The specific capability for these three BFO–C-Sulfur composite cathode materials is summarized in Figure 6b against the specific current. The largest capacities ~1600 mAh/g, 1570 mAh/g, and 1498 mAh/g are obtained at 10 mA/g for S₆₀BFO₃₀C₁₀, S₇₀BFO₂₀C₁₀, and S₈₀BFO₁₀C₁₀ cathode materials. The observed capacity values are nearly equivalent to the theoretical specific capacity. The capacity decreases as the current is increased, presumably due to kinetic limitations of ion diffusion that may be significant at high current densities. Further, during the discharge process, active sulfur undergoes a reduction, forming dissoluble heteropolar polysulfides, which may cause a reduction in capacity and poor cycle stability. Interestingly, in BFO–C-S cathode materials, the spontaneously polarized BFO particles trap the polysulfide formed due to the internal electric field caused by the spontaneous polarization from the intrinsic ferroelectric nature of BFO material.

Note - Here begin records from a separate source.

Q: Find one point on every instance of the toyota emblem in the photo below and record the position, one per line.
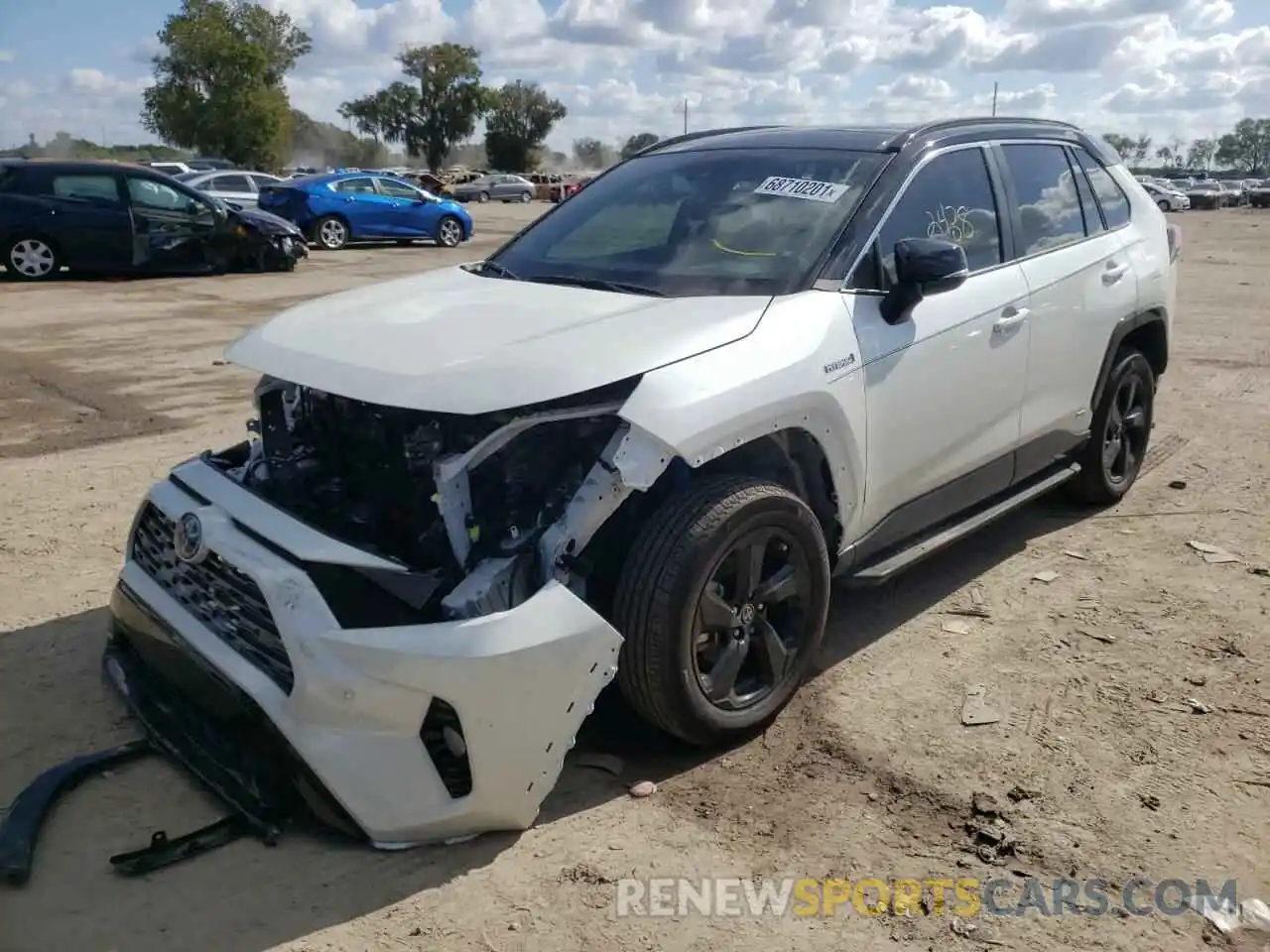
(189, 539)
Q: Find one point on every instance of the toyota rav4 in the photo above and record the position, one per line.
(635, 442)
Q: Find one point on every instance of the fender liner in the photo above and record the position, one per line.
(1118, 336)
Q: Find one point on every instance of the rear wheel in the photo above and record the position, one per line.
(1120, 433)
(449, 232)
(721, 602)
(331, 232)
(31, 258)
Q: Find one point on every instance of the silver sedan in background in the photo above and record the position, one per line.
(504, 188)
(231, 185)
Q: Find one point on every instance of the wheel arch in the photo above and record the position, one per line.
(1146, 331)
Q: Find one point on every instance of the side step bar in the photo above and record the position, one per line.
(879, 572)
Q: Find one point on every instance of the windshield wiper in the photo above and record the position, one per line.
(621, 287)
(498, 270)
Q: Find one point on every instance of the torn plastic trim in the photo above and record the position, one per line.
(449, 474)
(631, 462)
(22, 823)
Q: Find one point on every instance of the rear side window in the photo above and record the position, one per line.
(94, 188)
(951, 198)
(1049, 206)
(232, 182)
(1111, 198)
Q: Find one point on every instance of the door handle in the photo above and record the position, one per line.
(1114, 272)
(1010, 318)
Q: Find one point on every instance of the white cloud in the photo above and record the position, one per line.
(1166, 67)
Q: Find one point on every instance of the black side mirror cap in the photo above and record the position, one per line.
(924, 267)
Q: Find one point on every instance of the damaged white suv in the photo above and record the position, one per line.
(638, 440)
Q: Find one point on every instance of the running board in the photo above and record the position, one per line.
(881, 571)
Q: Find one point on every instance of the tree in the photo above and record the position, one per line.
(1201, 154)
(449, 99)
(1247, 146)
(218, 81)
(521, 119)
(592, 154)
(636, 144)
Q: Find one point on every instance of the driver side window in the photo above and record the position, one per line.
(951, 198)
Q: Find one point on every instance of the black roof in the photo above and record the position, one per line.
(880, 139)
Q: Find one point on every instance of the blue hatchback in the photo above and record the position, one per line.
(358, 206)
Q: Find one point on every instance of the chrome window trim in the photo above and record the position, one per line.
(899, 193)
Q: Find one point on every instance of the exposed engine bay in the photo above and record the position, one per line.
(461, 503)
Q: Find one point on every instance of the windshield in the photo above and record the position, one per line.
(725, 221)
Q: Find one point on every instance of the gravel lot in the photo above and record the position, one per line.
(104, 385)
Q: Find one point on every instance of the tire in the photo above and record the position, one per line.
(31, 258)
(449, 232)
(330, 232)
(690, 539)
(1097, 483)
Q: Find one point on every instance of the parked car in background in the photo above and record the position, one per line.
(116, 218)
(171, 168)
(341, 207)
(235, 186)
(568, 188)
(1206, 193)
(1169, 198)
(504, 188)
(1259, 193)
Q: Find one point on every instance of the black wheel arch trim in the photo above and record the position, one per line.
(1118, 336)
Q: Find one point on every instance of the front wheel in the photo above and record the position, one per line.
(449, 232)
(1120, 431)
(31, 258)
(331, 232)
(721, 603)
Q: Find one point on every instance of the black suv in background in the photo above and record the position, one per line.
(113, 218)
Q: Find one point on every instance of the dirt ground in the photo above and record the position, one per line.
(1098, 762)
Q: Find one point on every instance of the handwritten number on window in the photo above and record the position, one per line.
(952, 223)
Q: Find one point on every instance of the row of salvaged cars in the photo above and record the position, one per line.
(1184, 193)
(109, 218)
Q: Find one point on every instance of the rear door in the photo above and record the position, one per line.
(370, 213)
(1078, 270)
(173, 225)
(86, 216)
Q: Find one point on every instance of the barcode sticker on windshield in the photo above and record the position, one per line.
(810, 189)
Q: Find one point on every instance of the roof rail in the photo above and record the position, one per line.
(699, 134)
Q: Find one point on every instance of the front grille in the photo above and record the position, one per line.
(222, 598)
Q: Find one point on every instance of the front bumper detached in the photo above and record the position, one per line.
(239, 670)
(418, 733)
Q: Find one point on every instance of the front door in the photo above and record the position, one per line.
(943, 389)
(173, 227)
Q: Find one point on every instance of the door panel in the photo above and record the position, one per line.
(1080, 286)
(944, 389)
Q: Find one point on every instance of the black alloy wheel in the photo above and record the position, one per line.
(752, 620)
(1120, 431)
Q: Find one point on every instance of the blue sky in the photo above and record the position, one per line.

In brief, by adding BFO nanoparticles to C-S composite cathodes, the polysulfides can easily be trapped in the regular cathode materials because of the intrinsic internal electric field of BFO. This finally assists in improving the cycle stability as well as rate capacity of Li-S batteries. As shown in Figure 5a, the discharge voltage for sulfur composites is relatively low, with an average value of 1.5 V. The average charge and discharge voltages gradually stabilize at 2.25 V and 1.95 V, respectively. The BFO–C-sulfur composite cathode materials show relatively high specific capacity up to 1600 mAh/g with minimal capacity fading, less than 0.3% per cycle. Thus, the observed charge/discharge efficiencies of the batteries are very high, and the efficiencies of all composites are relatively good, except for the first discharge process, and show good electrochemical reversibility.

4. Conclusions

We have examined and validated the efficient coupling of BFO in C/S composite cathode materials, where polysulfides can easily be trapped in the cathode because of the internal electric field of ferroelectric BFO particles. The detailed structural and morphological studies showed efficient blending of BFO in a C-S matrix and an interconnected network of submicron-size sulfur particles. The room temperature Raman studies substantiate intermixing of BFO–C-S composite materials. The coupling of ferroelectric BFO in cathode materials assisted in reducing the shuttle effect and thus efficiently improved cycle stability as well as the capacity of Li-S batteries. The charge/discharge profiles showed plateaus at 2.1 V and 1.75 V for BFO–C-Sulfur composite cathode materials with the highest electrochemical capacity of ~1600 mAh/g S₆₀BFO₃₀C₁₀ composite cathode material between 1.5 V and 2.5 V, together with high-capacity retention and a Coulombic efficiency of up to 86%. These results offer an interesting polysulfide trapping strategy for reducing the polysulfide shuttle effect in Li-S batteries.